The word ‘spirituality’ comes from the Latin word ‘spiritus’ which means ‘breath’. ). In Hebrew the word ‘ruach’ which means ‘moving air’ in the form of breeze or winds (www.hebrew-streams.org/works/spirit/ruachpneuma.html). Common ideas regarding spirituality are self-discovery, taking risks to grow, connecting to others, and finding meaning and purpose (Student Wellness, 2009, swc.osu.edu/for-students/spirituality/). Some ascribe spirituality as the experiencing on knowing ones true self and the real nature of consciousness (Russell, 2006, www.peterrussell.com/Weaver/WeaverSpirituality.php). The experience of joy is a manifestation of higher consciousness (Ellingsen, 2005, www.buzzle.com/editorials/12-7-2005-83405.asp).
Steps to spirituality include the recognition of the ‘possibility’ of unseen ‘Benevolence’. (Hebrews 11:1). This is not a matter of certainty but possibility. The idea that we may have a connection to something positive larger than ourselves helps us to open our minds and hearts. Embracing a concept of infinity reminds us that the Universe is much larger and mysterious than we can imagine.
Steps to spirituality include learning. Reading ,studying, and reflecting increases our thinking options (2 Timothy 2:15; Deuteronomy 4:9). The source of the word ‘education’ is Latin ‘educare’ which means to ‘bring up’ or ‘draw out’ (The Educare Institute, 2006, www.educare.org/index2.html). Increasing our experiences through learning can increase our possibilities.

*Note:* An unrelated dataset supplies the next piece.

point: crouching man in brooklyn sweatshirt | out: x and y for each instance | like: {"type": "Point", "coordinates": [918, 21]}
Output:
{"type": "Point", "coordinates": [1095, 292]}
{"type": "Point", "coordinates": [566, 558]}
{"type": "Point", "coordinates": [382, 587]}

Steps to spirituality include embracing community (Hebrews 10: 25). Cultural learning is learning from others about our living environments. Learning with others provides opportunities for friendships and relationships. Sharing our thoughts and feelings in trusted environments promotes inner healing. Helping others and allowing others to help us increases kinship and companionship.